The links are coming one after another like the ‘Hawks poppin’ 64 shots off against Dwanye Roloson last week. Or was it 93? I can’t keep them straight.
–We’ll start with a couple of items in the Tribune the past few days. Today, Chris Kuc took a look at why Dustin Byfuglien can’t score. He went the long way of saying, ‘He’s not a scorer’ by stocking the article full of quotes from Buff and Coach Q reiterating he’s in a slump but still getting a ton of chances. I agreed with everything Sam said over at Second City about it and will go further in saying my biggest issue with him right now is he’s getting paid as a top 6 forward for the next two and a half years and putting up fourth line numbers. Also tonight, Byfuglien joined 670 The Score’s Jesse Rogers for the weekly show ‘Hockey Night in Chicago’. I found it rather humorous/ironic that Jesse started the 7 o’clock hour by asking callers if the ‘Hawks needed another centerman but failing to mention that if the ‘Hawks do acquire one, his show will become a solo act because Byfuglien is more than likely getting dealt in any trade for a centerman.
Rogers then went on talk about the ‘Hawks desperate need for a guy who can win face-offs (he even brought up the immortal Yanic Perreault. It should be mentioned at this point, I changed stations because anymore talk like that and I would have aimed my car at the next telephone pole) and this also leads to me to an article Kuc did last week profiling face-offs. It was pretty interesting and got some nice insight from guys who take face-offs. I just couldn’t shake this statement, though.
The Red Wings (55.7) and Sharks (53.2) are the league’s two most successful teams and it’s no coincidence they are at the top of the Western Conference standings.
Actually, it might be a pretty big coincidence. I think Detroit and San Jose’s success may be tied into the fact they both have top 5 power play units. Then I did a little bit of research and take a wild guess where the two Cup finalists ended last season in face-off percentage? Ok give up, you can look here. If you didn’t look, I’ll answer it for you, Pittsburgh finished dead last and Detroit finished first. You may recognize the team below Detroit, that’s right, your 2007-2008 Chicago Blackhawks. Then I checked to see what each team was like on the power play. An interesting find was that the ‘Wings and Penguins finished 3rd and 4th, respectively, in power play percentage last year while the ‘Hawks finished a robust 24th. Hmmm….

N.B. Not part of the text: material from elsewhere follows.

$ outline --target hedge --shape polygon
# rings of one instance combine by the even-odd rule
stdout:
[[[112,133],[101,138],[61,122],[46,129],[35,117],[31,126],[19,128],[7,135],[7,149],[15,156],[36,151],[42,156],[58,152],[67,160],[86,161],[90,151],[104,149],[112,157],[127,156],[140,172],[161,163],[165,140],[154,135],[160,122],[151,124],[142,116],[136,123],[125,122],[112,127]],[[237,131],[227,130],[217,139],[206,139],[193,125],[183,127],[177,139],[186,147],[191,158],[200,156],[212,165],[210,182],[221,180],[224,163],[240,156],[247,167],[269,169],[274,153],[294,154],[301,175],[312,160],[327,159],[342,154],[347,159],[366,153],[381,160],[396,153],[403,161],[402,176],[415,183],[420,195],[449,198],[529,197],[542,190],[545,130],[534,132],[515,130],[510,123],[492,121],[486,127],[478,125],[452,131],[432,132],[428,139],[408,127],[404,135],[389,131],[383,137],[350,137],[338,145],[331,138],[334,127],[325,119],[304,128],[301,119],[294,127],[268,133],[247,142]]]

So under Kuc’s logic, the ‘Hawks should have been at the top of the Western Conference last year because of their face-off domination. No doubt Yanic Perreault is to thank for that, but hopefully this proves once for all, there is no direct correlation between team success and face-off win percentage. Now if the argument was over having a top 10 power play and/or penalty kill unit contributing to team success, I would agree whole-heartedly. One more thing and I promise to not talk about this for a little while. On Saturday night, the ‘Hawks were 28-32 in face-offs but gave up four power play goals in a 7-3 loss. So I ask you my fellow ‘Hawk brethren, which had more of an impact in this particular loss, lack of face-off wins or lack of killing penalties?
—ESPN.com’s Pierre LeBrun nabbed some quotes from Brent Seabrook this weekend. One of them tickled me.
“It’s huge for the room,” said Seabrook. “The guys get pretty excited and step up for games like that. San Jose is the best team in the league; that’s a tough place to get points from.”
Maybe I’ve been watching too much ‘Lost’ recently, but I couldn’t get over Seabrook talking about the locker room like it’s a living, breathing entity. Then it started to spawn off so many questions in my head. Does the room talk? How old is the room? Does the room like everyone that’s occupying it’s space ? Does the room tell Dale Tallon who it wants out of it or does it refer to Scotty Bowman? Who is the sacrifice that the room requires? Do the leaders of the room meet with the room? Ok, I better stop. This is just getting weird.